Dipole Wakefield Suppression In High Phase Advance Detuned Linear Accelerators for the JLC/NLC Designed to Minimise Electrical Breakdown and Cumulative BBU

Abstract

Recent experiments at SLAC [1,2] and CERN [3] have revealed evidence of significant deformation in the form of ''pitting'' of the cells of the 1.8m series of structures DDS/RDDS (Damped Detuned Structure/Rounded Damped Detuned Structure). This pitting occurs in the high group velocity (v{sub g}/c = 0.012) end of the accelerating structure and little evidence of breakdown has been found in the lower group velocity end of the structure. Additional, albeit preliminary experimental evidence, suggests that shorter and lower group velocity structures have reduced breakdown events with increasing accelerating field strengths. Two designs are presented here, firstly a 90cm structure consisting of 83 cells with an initial v{sub g}/c = 0.0506 (known as H90VG5) and secondly, an even shorter structure of length 60cm consisting of 55 cells with an initial v{sub g}/c = 0.03 (known as H60VG3).
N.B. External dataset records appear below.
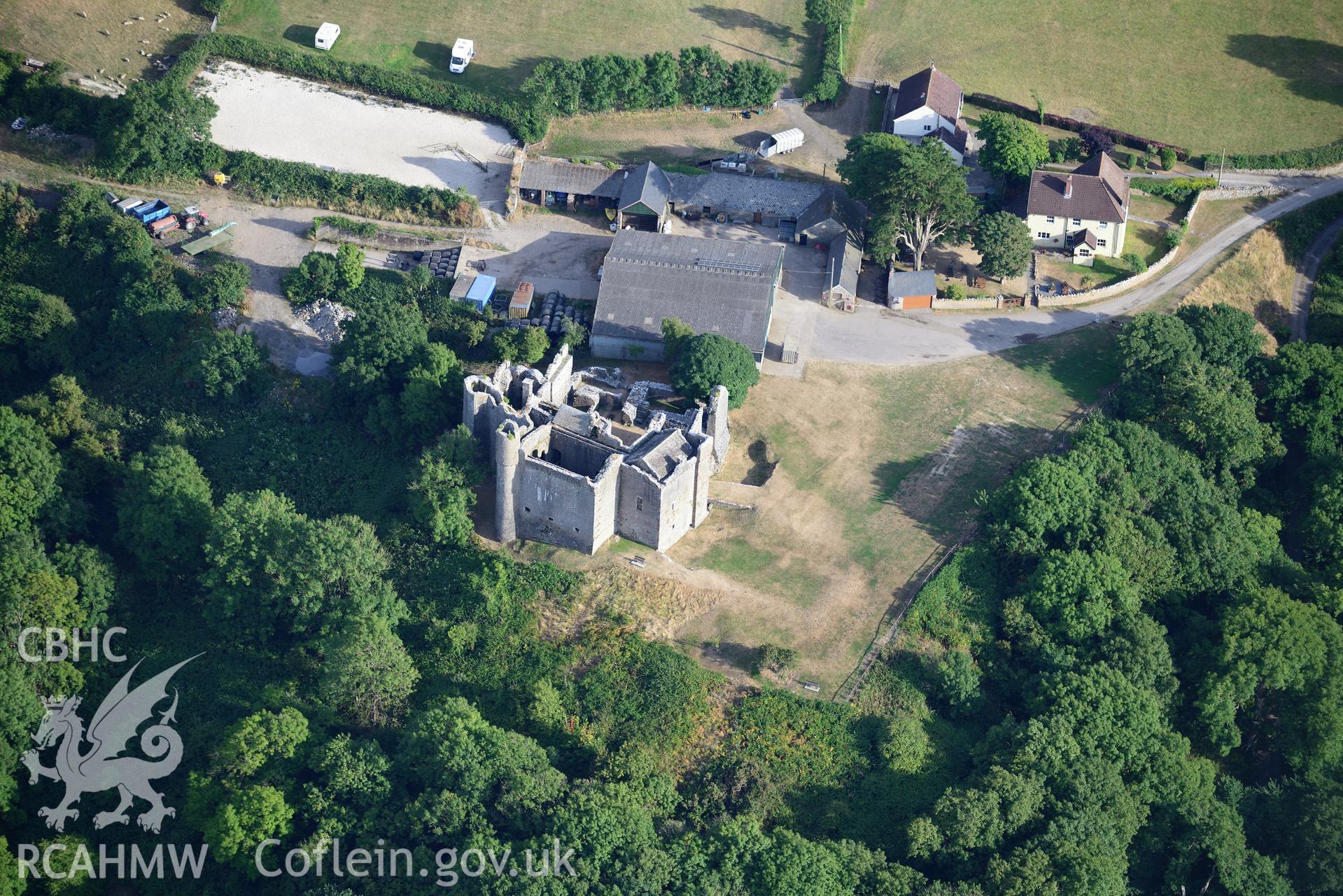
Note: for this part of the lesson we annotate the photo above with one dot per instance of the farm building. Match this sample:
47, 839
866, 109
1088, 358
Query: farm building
830, 215
644, 197
841, 286
551, 181
908, 290
713, 286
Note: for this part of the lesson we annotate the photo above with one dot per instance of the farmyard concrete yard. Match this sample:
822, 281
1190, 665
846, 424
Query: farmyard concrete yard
304, 121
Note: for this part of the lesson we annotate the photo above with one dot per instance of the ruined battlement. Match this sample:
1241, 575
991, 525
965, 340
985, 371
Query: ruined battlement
568, 475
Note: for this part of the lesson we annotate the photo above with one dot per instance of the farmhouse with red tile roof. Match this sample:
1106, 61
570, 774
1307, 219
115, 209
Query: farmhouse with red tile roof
928, 105
1088, 206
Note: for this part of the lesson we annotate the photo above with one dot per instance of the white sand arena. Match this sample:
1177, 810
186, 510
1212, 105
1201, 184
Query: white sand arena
304, 121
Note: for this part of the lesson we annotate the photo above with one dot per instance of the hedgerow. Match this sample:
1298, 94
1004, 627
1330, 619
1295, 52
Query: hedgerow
1298, 229
1177, 190
1326, 322
697, 76
834, 17
989, 101
1311, 157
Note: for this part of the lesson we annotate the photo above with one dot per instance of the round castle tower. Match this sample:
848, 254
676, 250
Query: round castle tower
507, 441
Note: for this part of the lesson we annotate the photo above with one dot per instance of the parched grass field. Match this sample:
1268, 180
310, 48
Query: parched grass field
853, 505
54, 30
512, 35
875, 469
1258, 279
1208, 76
1252, 77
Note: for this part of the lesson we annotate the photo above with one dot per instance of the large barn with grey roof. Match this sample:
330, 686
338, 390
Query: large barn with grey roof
642, 197
713, 286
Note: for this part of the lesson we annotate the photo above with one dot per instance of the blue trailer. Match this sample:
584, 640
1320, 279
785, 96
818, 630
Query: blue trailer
150, 212
481, 292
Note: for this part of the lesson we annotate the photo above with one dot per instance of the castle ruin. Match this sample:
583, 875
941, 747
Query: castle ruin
568, 475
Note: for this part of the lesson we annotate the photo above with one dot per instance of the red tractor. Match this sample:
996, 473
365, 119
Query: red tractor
191, 218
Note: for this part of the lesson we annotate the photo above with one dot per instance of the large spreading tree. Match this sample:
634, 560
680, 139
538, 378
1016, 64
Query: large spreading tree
711, 360
1013, 146
1004, 244
917, 195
The feasibility of using these structures to accelerate a charged beam over 10km is investigated. The particular issue focused upon is suppression of the dipole wakefields via detuning of the cell frequencies and by locally damping individual cells in order to avoid BBU (Beam Break Up). Results are presented on beam-induced dipole wakefields and on the beam dynamics encountered on tracking the progress of the beam through several thousand accelerating structures.